Some ETFs double as ‘index funds’, which are ETFs that mimic the performance of an index. For example, the S&P ASX 200 ETF holds shares in the largest 200 companies listed on the ASX in a weighting similar to the index.
Buying into an ETF is a quick, easy way to diversify your portfolio and spread your investment exposure across many companies without having to invest in each company individually. It also helps you reduce your risk, as you don’t have all your ‘eggs in one basket’ and don’t have to try and ‘pick the winner’.
The value of your ETF investment will go up and down in tandem with the value of the individual assets, giving you a similar return (minus fees). If any of the companies in your ETF pay dividends, you will get a share of those dividends.
Passive v active ETFs
Many ETFs are ‘passively’ managed. Trading decisions are not made by humans, but rather according to objective mathematical criteria. For example, if an index fund includes the 200 largest companies on the market and a particular company falls in value from 197th to 208th, the index fund will sell its shares in that company and replace it with whichever company is now in the top 200.
Passive ETFs aim to replicate the performance of an index or commodity, not outperform it. There’s no manager actively buying and selling assets, which minimises costs and therefore your fees.
‘Actively’ managed ETFs are also run according to criteria, but these are subjective criteria that are open to interpretation by human managers. The human element is key, because it gives the fund a chance to outperform the market (although it might also underperform).

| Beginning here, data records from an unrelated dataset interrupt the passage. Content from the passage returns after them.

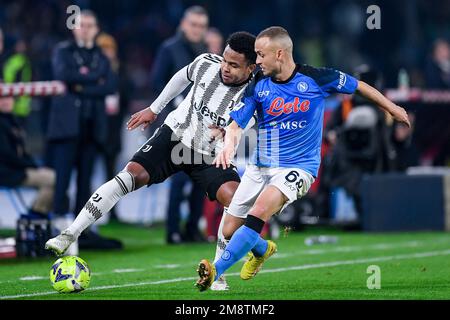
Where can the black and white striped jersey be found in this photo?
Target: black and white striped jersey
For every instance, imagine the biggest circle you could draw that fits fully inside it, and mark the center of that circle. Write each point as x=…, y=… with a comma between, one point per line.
x=208, y=102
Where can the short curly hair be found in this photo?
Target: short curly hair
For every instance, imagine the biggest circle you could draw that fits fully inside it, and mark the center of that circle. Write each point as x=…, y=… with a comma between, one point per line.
x=243, y=42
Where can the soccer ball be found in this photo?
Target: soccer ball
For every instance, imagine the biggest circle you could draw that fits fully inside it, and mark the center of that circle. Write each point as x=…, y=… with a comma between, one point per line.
x=70, y=274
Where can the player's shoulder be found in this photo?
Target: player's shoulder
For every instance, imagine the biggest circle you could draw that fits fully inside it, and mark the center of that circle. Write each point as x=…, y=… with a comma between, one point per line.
x=255, y=83
x=210, y=57
x=321, y=75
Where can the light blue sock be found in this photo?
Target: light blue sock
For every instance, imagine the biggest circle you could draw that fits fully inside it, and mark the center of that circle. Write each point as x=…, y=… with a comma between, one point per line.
x=242, y=241
x=260, y=247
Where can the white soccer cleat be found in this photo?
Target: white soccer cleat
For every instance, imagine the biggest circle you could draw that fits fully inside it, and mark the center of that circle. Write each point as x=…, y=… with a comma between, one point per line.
x=61, y=243
x=220, y=284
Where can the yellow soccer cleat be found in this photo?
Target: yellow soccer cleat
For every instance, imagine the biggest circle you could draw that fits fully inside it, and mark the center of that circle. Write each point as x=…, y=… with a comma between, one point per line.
x=252, y=266
x=207, y=273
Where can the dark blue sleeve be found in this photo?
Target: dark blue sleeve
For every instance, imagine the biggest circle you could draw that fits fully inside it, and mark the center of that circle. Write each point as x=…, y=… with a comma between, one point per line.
x=331, y=80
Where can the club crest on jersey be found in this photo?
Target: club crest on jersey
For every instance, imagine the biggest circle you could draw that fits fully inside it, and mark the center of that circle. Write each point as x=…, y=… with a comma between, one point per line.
x=302, y=86
x=279, y=106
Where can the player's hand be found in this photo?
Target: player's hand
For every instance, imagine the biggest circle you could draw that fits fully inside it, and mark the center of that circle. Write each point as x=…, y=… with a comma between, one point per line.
x=224, y=158
x=401, y=115
x=216, y=133
x=144, y=117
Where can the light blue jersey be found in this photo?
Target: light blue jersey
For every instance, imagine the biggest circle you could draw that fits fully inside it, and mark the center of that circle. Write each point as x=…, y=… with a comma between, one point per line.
x=290, y=115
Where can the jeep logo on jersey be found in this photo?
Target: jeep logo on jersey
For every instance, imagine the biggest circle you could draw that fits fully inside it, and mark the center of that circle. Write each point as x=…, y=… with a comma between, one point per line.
x=278, y=106
x=204, y=111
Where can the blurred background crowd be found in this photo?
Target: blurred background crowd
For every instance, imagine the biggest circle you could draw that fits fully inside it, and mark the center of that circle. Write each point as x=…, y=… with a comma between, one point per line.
x=128, y=50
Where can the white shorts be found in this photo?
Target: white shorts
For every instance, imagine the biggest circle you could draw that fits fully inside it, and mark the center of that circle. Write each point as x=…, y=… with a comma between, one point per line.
x=294, y=183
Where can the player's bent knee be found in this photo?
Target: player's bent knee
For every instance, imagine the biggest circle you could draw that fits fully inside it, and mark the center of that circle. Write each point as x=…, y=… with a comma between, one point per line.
x=141, y=176
x=226, y=192
x=231, y=225
x=261, y=212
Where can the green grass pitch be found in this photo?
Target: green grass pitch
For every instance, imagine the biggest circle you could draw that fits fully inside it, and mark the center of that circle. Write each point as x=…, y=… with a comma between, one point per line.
x=412, y=266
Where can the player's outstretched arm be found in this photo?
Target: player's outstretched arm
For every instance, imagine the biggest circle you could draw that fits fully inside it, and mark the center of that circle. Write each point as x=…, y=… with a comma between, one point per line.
x=376, y=96
x=174, y=87
x=232, y=138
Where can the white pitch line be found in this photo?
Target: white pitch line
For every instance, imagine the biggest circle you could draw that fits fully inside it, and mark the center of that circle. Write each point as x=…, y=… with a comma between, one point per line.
x=32, y=278
x=301, y=267
x=127, y=270
x=379, y=246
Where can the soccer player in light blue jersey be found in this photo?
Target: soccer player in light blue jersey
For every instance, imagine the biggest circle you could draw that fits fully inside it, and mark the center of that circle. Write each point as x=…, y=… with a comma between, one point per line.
x=289, y=101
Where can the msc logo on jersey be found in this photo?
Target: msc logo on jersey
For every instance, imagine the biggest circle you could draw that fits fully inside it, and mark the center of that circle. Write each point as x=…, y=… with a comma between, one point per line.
x=302, y=86
x=279, y=106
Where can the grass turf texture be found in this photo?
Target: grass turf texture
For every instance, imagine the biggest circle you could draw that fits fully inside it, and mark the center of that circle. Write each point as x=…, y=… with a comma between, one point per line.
x=413, y=266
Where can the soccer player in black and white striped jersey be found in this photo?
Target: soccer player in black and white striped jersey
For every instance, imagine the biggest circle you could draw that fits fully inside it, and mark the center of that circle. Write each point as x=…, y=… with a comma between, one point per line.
x=187, y=141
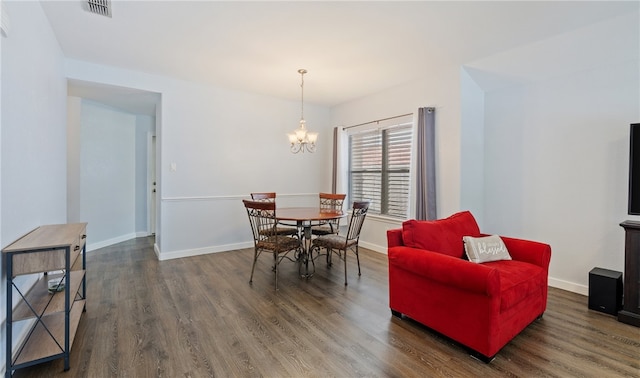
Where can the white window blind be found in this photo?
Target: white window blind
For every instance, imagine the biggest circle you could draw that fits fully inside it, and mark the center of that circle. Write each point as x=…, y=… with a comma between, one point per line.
x=379, y=165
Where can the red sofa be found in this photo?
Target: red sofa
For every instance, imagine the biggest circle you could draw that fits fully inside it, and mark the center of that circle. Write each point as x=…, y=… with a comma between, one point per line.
x=481, y=306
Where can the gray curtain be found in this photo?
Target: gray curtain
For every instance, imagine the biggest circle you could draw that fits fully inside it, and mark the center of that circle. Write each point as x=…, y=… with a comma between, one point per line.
x=426, y=165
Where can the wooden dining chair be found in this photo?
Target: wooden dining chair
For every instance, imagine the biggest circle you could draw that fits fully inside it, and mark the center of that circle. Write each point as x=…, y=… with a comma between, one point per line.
x=341, y=244
x=330, y=202
x=262, y=216
x=271, y=197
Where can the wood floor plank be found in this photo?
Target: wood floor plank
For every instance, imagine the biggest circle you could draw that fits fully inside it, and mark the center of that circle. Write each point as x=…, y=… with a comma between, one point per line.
x=200, y=317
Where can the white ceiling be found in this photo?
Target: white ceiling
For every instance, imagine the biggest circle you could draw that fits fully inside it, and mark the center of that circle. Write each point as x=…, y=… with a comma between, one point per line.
x=351, y=49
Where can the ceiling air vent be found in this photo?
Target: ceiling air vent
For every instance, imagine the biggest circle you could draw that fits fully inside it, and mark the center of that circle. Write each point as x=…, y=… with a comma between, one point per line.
x=101, y=7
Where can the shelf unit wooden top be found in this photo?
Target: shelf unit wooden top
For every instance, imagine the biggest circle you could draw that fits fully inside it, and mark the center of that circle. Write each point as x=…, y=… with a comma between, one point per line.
x=48, y=237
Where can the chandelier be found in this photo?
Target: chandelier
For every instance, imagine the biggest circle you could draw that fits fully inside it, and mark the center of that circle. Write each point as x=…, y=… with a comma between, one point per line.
x=301, y=139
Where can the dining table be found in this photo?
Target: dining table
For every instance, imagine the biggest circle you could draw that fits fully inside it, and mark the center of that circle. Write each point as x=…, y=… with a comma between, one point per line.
x=304, y=218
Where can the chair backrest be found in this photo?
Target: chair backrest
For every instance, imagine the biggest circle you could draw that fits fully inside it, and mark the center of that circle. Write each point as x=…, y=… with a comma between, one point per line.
x=262, y=216
x=264, y=197
x=332, y=202
x=358, y=213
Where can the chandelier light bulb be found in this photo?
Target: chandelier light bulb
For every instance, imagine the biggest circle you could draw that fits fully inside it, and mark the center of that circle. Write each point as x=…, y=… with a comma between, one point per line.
x=300, y=139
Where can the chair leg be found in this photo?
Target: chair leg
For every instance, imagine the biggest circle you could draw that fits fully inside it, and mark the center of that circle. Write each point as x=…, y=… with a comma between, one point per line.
x=275, y=263
x=253, y=267
x=345, y=267
x=358, y=259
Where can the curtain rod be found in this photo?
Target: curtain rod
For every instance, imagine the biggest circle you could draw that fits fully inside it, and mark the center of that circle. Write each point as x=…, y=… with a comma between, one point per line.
x=377, y=120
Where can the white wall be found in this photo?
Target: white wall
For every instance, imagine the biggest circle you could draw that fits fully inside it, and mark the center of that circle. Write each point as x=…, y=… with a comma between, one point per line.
x=536, y=142
x=33, y=128
x=33, y=124
x=107, y=173
x=442, y=91
x=145, y=126
x=224, y=144
x=557, y=145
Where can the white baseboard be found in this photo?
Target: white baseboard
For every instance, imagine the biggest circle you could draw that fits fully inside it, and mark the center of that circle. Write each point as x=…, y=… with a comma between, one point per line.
x=568, y=286
x=200, y=251
x=373, y=247
x=106, y=243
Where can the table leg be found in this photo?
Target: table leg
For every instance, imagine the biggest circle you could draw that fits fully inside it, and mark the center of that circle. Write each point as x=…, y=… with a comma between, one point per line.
x=305, y=235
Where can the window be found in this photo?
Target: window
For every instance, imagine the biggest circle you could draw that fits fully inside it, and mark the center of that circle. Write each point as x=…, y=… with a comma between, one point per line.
x=379, y=162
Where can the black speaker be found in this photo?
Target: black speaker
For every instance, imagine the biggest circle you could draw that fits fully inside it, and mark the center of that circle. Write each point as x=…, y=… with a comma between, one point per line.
x=605, y=290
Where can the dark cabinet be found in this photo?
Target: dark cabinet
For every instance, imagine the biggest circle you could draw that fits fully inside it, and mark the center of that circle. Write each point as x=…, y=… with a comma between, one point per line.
x=630, y=313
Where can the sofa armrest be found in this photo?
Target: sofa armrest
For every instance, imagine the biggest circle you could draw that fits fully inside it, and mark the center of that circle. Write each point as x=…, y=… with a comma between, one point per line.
x=528, y=251
x=446, y=269
x=394, y=238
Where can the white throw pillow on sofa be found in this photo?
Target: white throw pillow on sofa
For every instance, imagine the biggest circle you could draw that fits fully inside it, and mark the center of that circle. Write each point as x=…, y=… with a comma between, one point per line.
x=485, y=249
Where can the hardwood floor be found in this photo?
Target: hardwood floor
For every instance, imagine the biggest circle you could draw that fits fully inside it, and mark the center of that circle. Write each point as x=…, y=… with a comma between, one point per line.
x=199, y=317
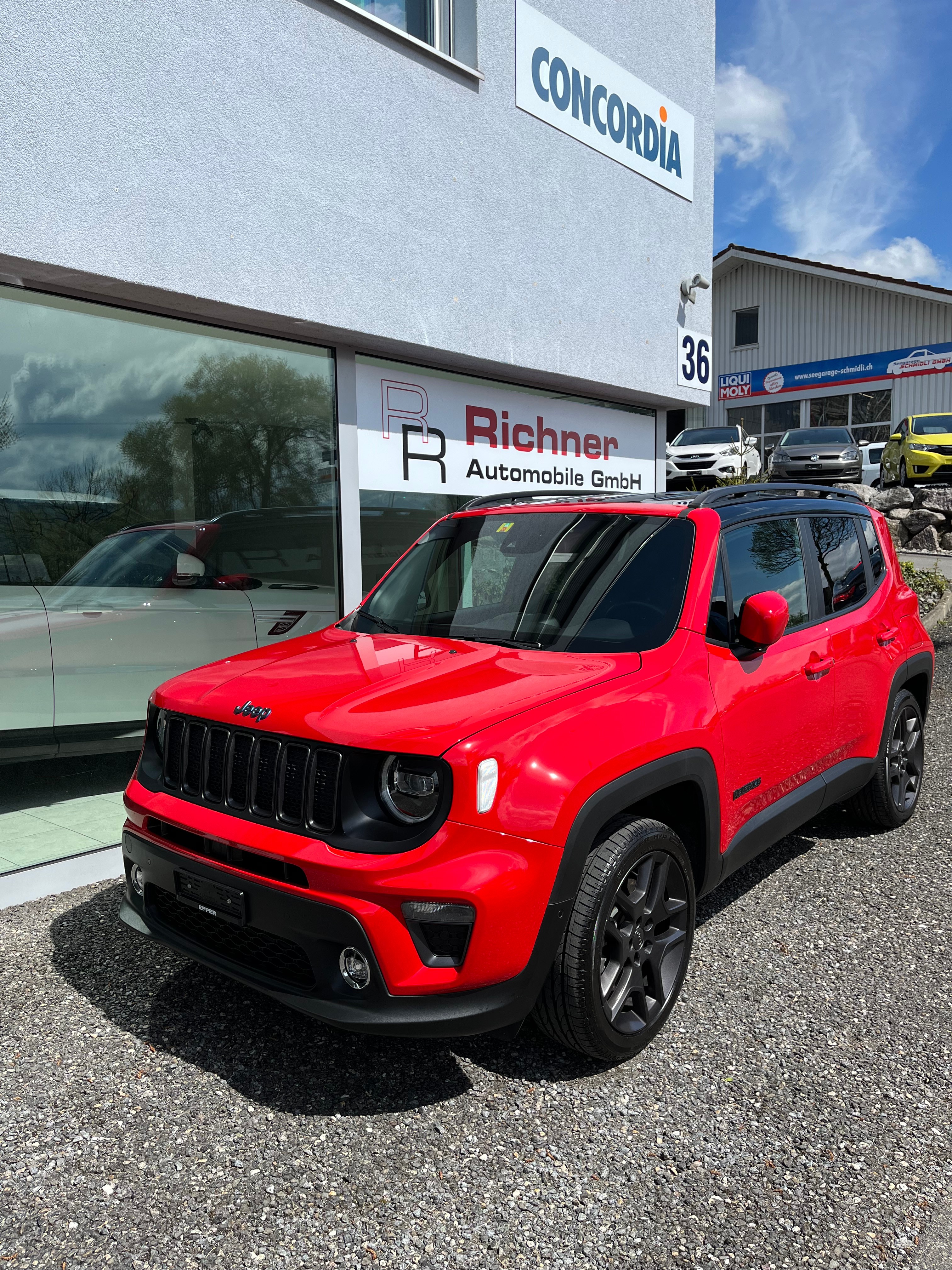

Active ETFs are generally more expensive to run and therefore tend to charge higher fees.
ETFs v managed funds
There’s one big difference between ETFs and managed funds: you can buy and sell units in an ETF through the stock market, whereas buying and selling through a managed fund is a more cumbersome process.
Another difference is that ETF prices fluctuate throughout a trading session, based on supply or demand. Managed funds, on the other hand, are typically repriced at the end of each trading day.
Managed funds are actively managed, which means they tend to charge higher fees than ETFs that are passively managed.